1. ¹Center for Psychiatric Neuroscience, Centre Hospitalier Universitaire Vaudois and University of Lausanne, Switzerland
2. ²Department of Psychiatry, Centre Hospitalier Universitaire Vaudois and University of Lausanne, Lausanne, Switzerland
3. ³EEG Core, Center for Biomedical Imaging of Lausanne and Geneva, Centre Hospitalier Universitaire Vaudois and University of Lausanne, Switzerland
4. ⁴Radiology Service, Centre Hospitalier Universitaire Vaudois and University of Lausanne, Lausanne, Switzerland
5. ⁵Functional Electrical Neuroimaging Laboratory, Neuropsychology and Neurorehabilitation Service, Centre Hospitalier Universitaire Vaudois and University of Lausanne, Lausanne, Switzerland
6. ⁶Mental Health Research Institute of Victoria, Victoria, Australia
7. ⁷Department of Clinical and Biomedical Sciences, University of Melbourne, Melbourne, Australia
8. ⁸Central Laboratory for Clinical Chemistry, Centre Hospitalier Universitaire Vaudois and University of Lausanne, Lausanne, Switzerland
9. ⁹Monash University, Clayton, Australia
10. ¹⁰Department of Clinical Pharmacology, Centre Hospitalier Universitaire Vaudois and University of Lausanne, Lausanne, Switzerland

Correspondence: Dr KQ Do, Center for Psychiatric Neuroscience, Department of Psychiatry, Lausanne University Hospital, Prilly 1008, Switzerland. Tel: +41 21 643 6565; Fax: +41 21 643 6562; E-mail: Kim.Do@CHUV.ch

¹¹These two authors have contributed equally to this work.

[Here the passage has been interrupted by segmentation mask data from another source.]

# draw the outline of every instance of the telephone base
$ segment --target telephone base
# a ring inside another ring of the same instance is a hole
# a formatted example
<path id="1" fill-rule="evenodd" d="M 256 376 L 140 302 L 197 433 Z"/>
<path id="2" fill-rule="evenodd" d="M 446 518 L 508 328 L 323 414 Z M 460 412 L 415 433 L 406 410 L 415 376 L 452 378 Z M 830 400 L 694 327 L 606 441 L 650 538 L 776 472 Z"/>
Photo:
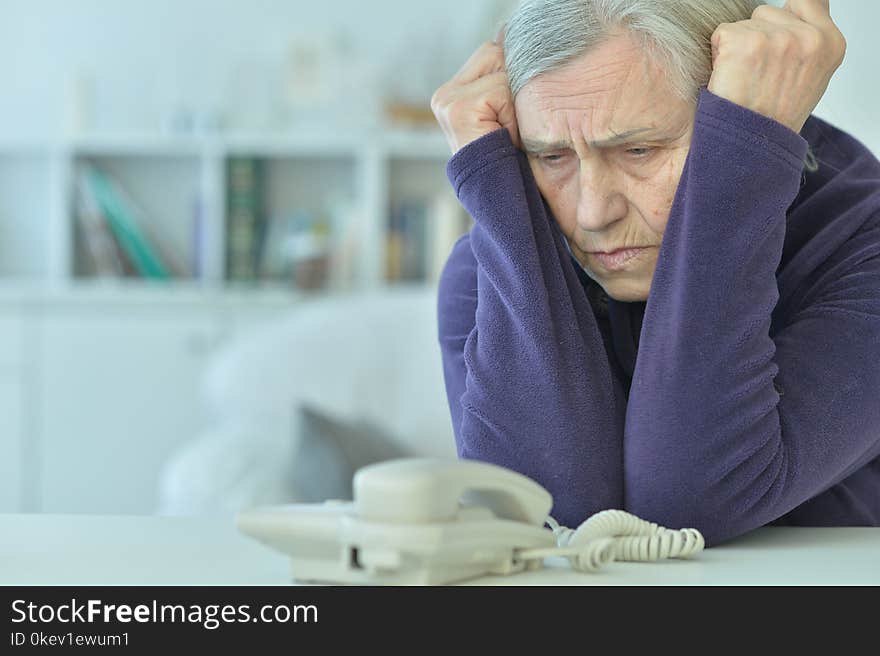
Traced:
<path id="1" fill-rule="evenodd" d="M 454 522 L 394 524 L 358 516 L 353 503 L 241 513 L 241 531 L 290 557 L 293 579 L 351 585 L 444 585 L 525 568 L 514 551 L 555 546 L 553 533 L 462 508 Z"/>
<path id="2" fill-rule="evenodd" d="M 447 585 L 481 576 L 500 574 L 485 565 L 448 565 L 418 566 L 399 571 L 387 571 L 377 575 L 374 572 L 343 569 L 336 563 L 321 560 L 291 558 L 290 571 L 292 582 L 307 585 L 390 585 L 390 586 L 433 586 Z M 509 574 L 523 568 L 511 569 Z"/>

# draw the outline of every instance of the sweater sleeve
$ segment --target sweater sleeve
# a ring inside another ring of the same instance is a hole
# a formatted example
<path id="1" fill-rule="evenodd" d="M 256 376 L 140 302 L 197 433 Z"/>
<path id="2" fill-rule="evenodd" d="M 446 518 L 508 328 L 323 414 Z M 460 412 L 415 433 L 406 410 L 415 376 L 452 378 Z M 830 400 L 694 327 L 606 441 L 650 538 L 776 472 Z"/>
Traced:
<path id="1" fill-rule="evenodd" d="M 835 253 L 774 338 L 806 141 L 700 95 L 648 298 L 624 436 L 628 510 L 707 543 L 771 522 L 880 451 L 880 252 Z"/>
<path id="2" fill-rule="evenodd" d="M 459 456 L 537 481 L 569 526 L 621 507 L 622 386 L 528 160 L 502 129 L 462 148 L 447 174 L 474 219 L 438 299 Z"/>

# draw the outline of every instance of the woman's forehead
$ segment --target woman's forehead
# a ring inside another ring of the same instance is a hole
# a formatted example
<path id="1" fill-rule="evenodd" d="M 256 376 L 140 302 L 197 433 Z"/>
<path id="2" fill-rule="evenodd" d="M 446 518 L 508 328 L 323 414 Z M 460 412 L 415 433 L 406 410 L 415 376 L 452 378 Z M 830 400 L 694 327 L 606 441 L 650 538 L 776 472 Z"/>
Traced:
<path id="1" fill-rule="evenodd" d="M 678 125 L 688 108 L 660 64 L 625 35 L 535 77 L 516 98 L 520 133 L 531 142 L 565 138 L 572 131 L 588 143 L 603 142 L 624 132 Z"/>

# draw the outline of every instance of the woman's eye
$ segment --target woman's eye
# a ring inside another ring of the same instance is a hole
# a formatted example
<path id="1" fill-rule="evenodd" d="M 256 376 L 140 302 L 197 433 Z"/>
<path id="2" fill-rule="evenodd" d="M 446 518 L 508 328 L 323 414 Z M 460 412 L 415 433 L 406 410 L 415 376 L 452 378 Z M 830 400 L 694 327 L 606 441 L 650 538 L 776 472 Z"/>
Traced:
<path id="1" fill-rule="evenodd" d="M 540 157 L 544 164 L 558 164 L 563 159 L 565 159 L 565 155 L 541 155 Z"/>
<path id="2" fill-rule="evenodd" d="M 632 155 L 636 158 L 647 157 L 654 151 L 653 148 L 648 148 L 647 146 L 644 148 L 627 148 L 626 152 L 628 155 Z"/>

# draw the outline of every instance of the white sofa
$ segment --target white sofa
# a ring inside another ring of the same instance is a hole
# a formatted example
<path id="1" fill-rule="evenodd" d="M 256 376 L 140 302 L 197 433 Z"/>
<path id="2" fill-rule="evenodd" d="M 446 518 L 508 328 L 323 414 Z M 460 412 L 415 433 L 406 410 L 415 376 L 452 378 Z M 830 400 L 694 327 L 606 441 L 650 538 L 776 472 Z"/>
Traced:
<path id="1" fill-rule="evenodd" d="M 157 512 L 319 500 L 334 477 L 350 485 L 352 468 L 398 450 L 454 458 L 436 301 L 430 286 L 309 299 L 224 348 L 203 381 L 210 424 L 166 463 Z M 346 469 L 333 440 L 300 434 L 304 406 L 345 424 L 349 442 L 369 424 L 379 448 L 349 444 Z"/>

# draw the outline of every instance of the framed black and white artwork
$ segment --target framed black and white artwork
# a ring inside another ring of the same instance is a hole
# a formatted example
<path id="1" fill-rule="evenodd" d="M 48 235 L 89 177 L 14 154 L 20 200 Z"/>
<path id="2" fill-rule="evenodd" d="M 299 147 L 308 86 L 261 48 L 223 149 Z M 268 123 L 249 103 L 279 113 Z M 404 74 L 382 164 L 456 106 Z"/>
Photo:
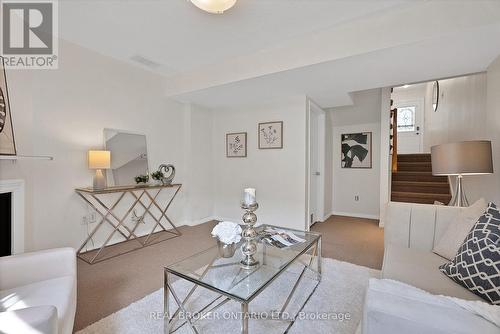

Received 10 May 2007; Accepted 9 October 2007; Published online 14 November 2007.

Abstract

In schizophrenia patients, glutathione dysregulation at the gene, protein and functional levels, leads to N-methyl-D-aspartate (NMDA) receptor hypofunction. These patients also exhibit deficits in auditory sensory processing that manifests as impaired mismatch negativity (MMN), which is an auditory evoked potential (AEP) component related to NMDA receptor function. N-acetyl-cysteine (NAC), a glutathione precursor, was administered to patients to determine whether increased levels of brain glutathione would improve MMN and by extension NMDA function. A randomized, double-blind, cross-over protocol was conducted, entailing the administration of NAC (2g/day) for 60 days and then placebo for another 60 days (or vice versa). 128-channel AEPs were recorded during a frequency oddball discrimination task at protocol onset, at the point of cross-over, and at the end of the study. At the onset of the protocol, the MMN of patients was significantly impaired compared to sex- and age- matched healthy controls (p=0.003), without any evidence of concomitant P300 component deficits. Treatment with NAC significantly improved MMN generation compared with placebo (p=0.025) without any measurable effects on the P300 component. MMN improvement was observed in the absence of robust changes in assessments of clinical severity, though the latter was observed in a larger and more prolonged clinical study. This pattern suggests that MMN enhancement may precede changes to indices of clinical severity, highlighting the possible utility AEPs as a biomarker of treatment efficacy. The improvement of this functional marker may indicate an important pathway towards new therapeutic strategies that target glutathione dysregulation in schizophrenia.